本記事では、国民年金制度が担う老齢・障害・遺族の3つの役割を解説するとともに、今年65歳を迎える方が納めた国民年金保険料総額を満額受給で何年で回収できるのかを具体的な計算で試算します。また、昔と今の現役世代の負担感を比較し、国民年金の重要性を改めて確認します。
※試算について、実際の年金受給額は物価や賃金の動きにあわせて毎年見直されるため、あくまで目安として確認ください。
1. 国民年金、「老後の年金」だけではない!国民年金保険3つの役割とは?
今年65歳を迎える方(1960年〈昭和35年〉生まれ)が、65歳から受給開始する国民年金の満額は、月額6万9308円です。
国民年金は、加入義務が発生する20歳から60歳になるまでの40年間(480カ月)にわたり、国民年金保険料を全期間納付した場合にこの満額が支給されます。納付期間に未納や保険料の免除があった場合は、受給額は満額より減額されます。

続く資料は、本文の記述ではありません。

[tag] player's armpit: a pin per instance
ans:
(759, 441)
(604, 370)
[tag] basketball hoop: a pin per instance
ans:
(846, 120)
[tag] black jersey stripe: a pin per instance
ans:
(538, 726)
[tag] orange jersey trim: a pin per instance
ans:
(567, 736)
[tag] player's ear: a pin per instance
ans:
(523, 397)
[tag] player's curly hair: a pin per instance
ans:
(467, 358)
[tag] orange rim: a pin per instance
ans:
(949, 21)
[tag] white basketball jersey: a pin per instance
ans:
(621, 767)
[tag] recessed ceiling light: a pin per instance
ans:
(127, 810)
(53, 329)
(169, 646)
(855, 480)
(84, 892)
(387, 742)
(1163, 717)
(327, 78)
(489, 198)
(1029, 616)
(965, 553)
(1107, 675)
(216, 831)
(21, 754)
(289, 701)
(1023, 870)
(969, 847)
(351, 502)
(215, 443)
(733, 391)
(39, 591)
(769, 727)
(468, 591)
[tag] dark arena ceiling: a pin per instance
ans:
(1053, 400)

1.1 国民年金は「想定外のリスク」に対応できるセーフティネット
国民年金は、老後の生活を支える「老齢基礎年金」だけでなく、予期せぬ事態に備える「国の保険」としての役割も担っています。
- 老齢基礎年金
10年以上保険料を納めた方が65歳から受け取る - 障害基礎年金
国民年金加入中に原因となった病気やケガで障害が残ったときのための障害基礎年金(20歳前に発生した障害も対象) - 遺族基礎年金
一家の大黒柱が亡くなったときなど国民年金加入中の方が亡くなったとき、遺族に支給される(原則、18歳未満の子のいる配偶者または18歳未満の子が対象)
特に、障害基礎年金や遺族基礎年金は、国民年金保険料を未納のままにしていると受け取れない場合があります。

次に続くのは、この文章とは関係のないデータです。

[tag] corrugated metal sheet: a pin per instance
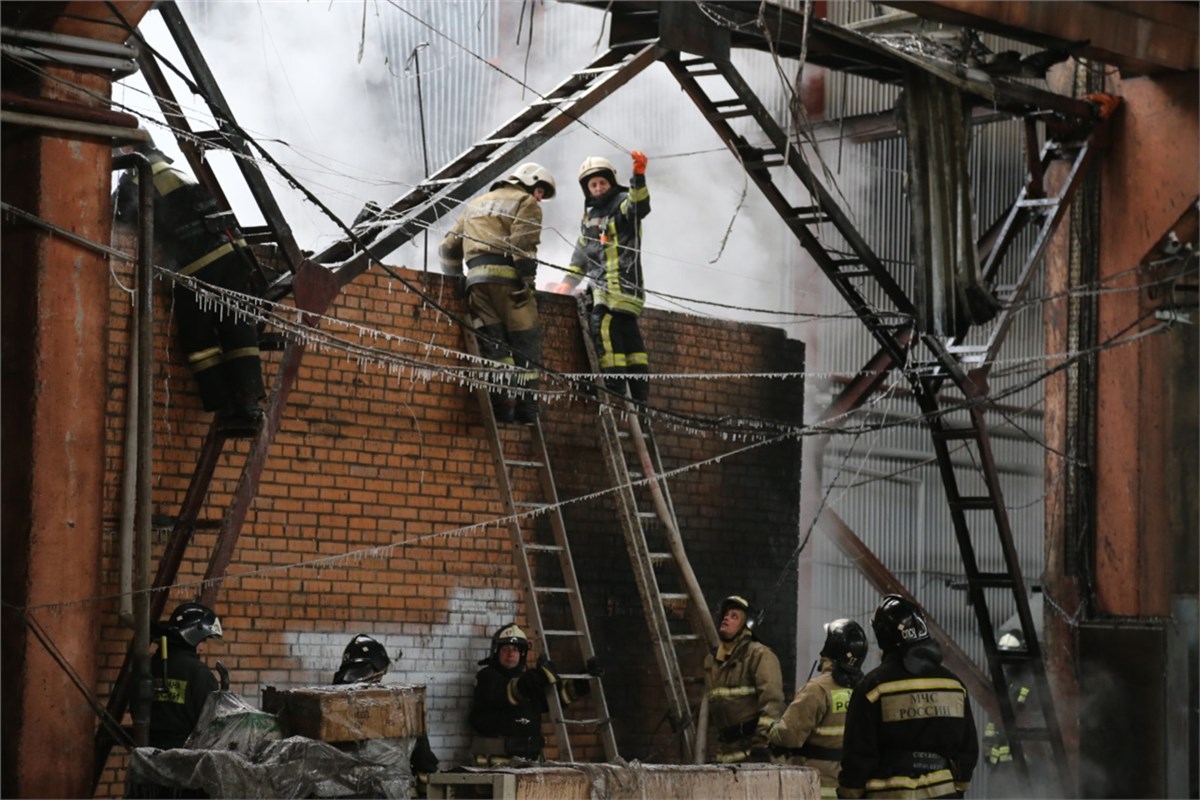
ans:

令和7年度の国民年金保険料は月額1万7510円ですが、万が一不測の事態が起こった際に、年間約83万円(令和7年度の障害基礎年金2級および遺族基礎年金の金額)が支給されるセーフティネットを確保するためにも、納付は重要です。
1.2 付加年金で年金額を上乗せできる
さらに、将来受け取る老齢基礎年金を増やすための方法として、定額の保険料(月額400円)を上乗せして納める「付加年金」制度があります。付加年金による年金額は、「200円 × 付加保険料を納めた月数」で計算され、2年以上受け取ると、支払った付加保険料以上の年金が受け取れるしくみです。付加年金は申出月からの開始となります。